In “Widow Stories” by Michelle Latiolais, I found these words comforting: “She doesn’t want them anywhere near how shattered she is.”  The comfort I feel is from reading words that reflect my own feelings. After my husband’s death I was unable to articulate this feeling in spoken or written words. After the recent death (MUST I SAY THAT WORD; CONNECT IT TO THIS SWEET CHILD?) of my grandson I wrote these similar words in a poem: “Not fit for the nurture of others; their sympathy shatters the broken pieces of my heart…”  On most days, one sympathetic word or gesture sends me into meltdown, which then makes me want to protect my loved ones from how “shattered” I am.

In another story Michelle talks about “…the mythology which the human animal makes sense of pain.”  This speaks volumes about my choosing to believe our lost ones are “up there,” in my recently posted letter to Paul, as well as the ghostly visitors in my poem, “Visions On The Beach.”  It is obvious that, like other writers, Michelle and I are using our writing to help make sense of the pain. No matter how many times I experience it, it always amazes me how my heart swells with the comfort of knowing that someone else feels as I do.

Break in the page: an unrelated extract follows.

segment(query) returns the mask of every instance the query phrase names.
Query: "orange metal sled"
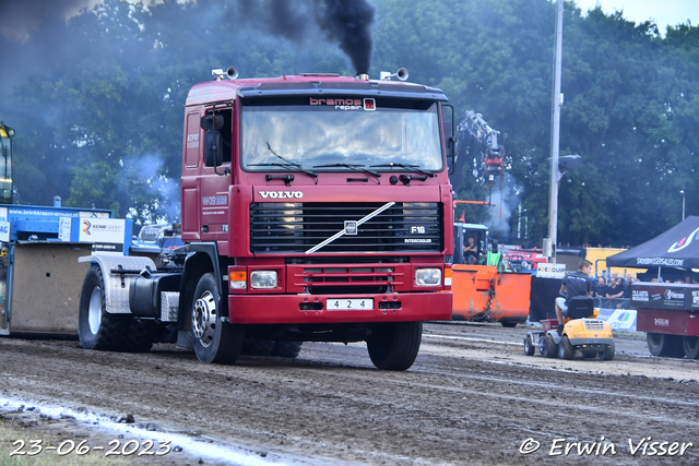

Michelle contends that, “You will be alone now, but never alone again from the company of loss.”  I have to agree, because, even as you begin to heal and join the world, that loss will always be with you. However, when you set the table for guilt, change the sheets and place fresh flowers out for guilt, you also build your house on a foundation in the company of loss. With each death I have carried away a suitcase filled with guilt. I do know that pretty much everyone associated with the death of someone close feels some degree of guilt. I know that. I just don’t know how they “manage” it; how they get up and shower and carry on with their normal life. I haven’t given up trying to send my guilt packing, but it may take some time.

People try to comfort me, and offer variables of  “At least you had that great love.”  I now have Michelle Latiolais’ perfect answer: “One wants what one has loved, not the idea of love.” I know that it is Paul I want, not some idea of the love we shared. “Yes, but I want my Paul,” has become my mantra since his death.  However unreasonable it may be (and I do realize it IS unreasonable), I want the actual person, not the idea. Maybe the most comforting words would be, “I wish I could bring him back to you.” My mom simply says, “I know, honey,” and that usually calms me down.

Michelle Latiolais’ little book of stories has helped me acknowledge and explore some of my own pain from the loss of loved ones.

I would love to hear your thoughts, please leave me a note in “Leave a comment” which is located to the left of the title.

Author: Patti Hall

Writer, daughter, sister, mom, niece, grani, and friend. Works-in-progress; 3 children's books, some poetry and a memoir series, "Souvenirs from My Heart." Pursuits of happiness include gardening, walking the beach, reading, writing, photography, traveling and genealogy. I am a widow (2009), lost my sis in 2012, my aunt and a precious grandson in 2013.

7 thoughts on “New! Book Review Page and Reflections For The Memoir

  1. Michelle Latiolais’s book Widow Stories will have to make it to my bookshelf now that I’ve read your review.

  2. I think the thoughts are accurate.The pain of life is death & none can escape it.Trying to deal with it,trying to heal from it,we each must do in our own ways.

  3. You must keep writing from the heart. Some days you will feel sick with grief. Be gentle with yourself on those days, there will be a tomorrow and the sun will start to shine. Keep writing it out of your system. Some nights you won’t sleep. Try to rest. Then, write again. Bit by bit you shall find peace and understanding, beautiful memories. Keep those beautiful memories alive. I am touched by your story and will follow along; it’s an honour to do so.
    x

  4. I think Patti has caught the essence of the writers thoughts.

  5. Thank you for visiting. I appreciate you adding your thoughts. Oh, look, you’re the one who is my mom! Love you!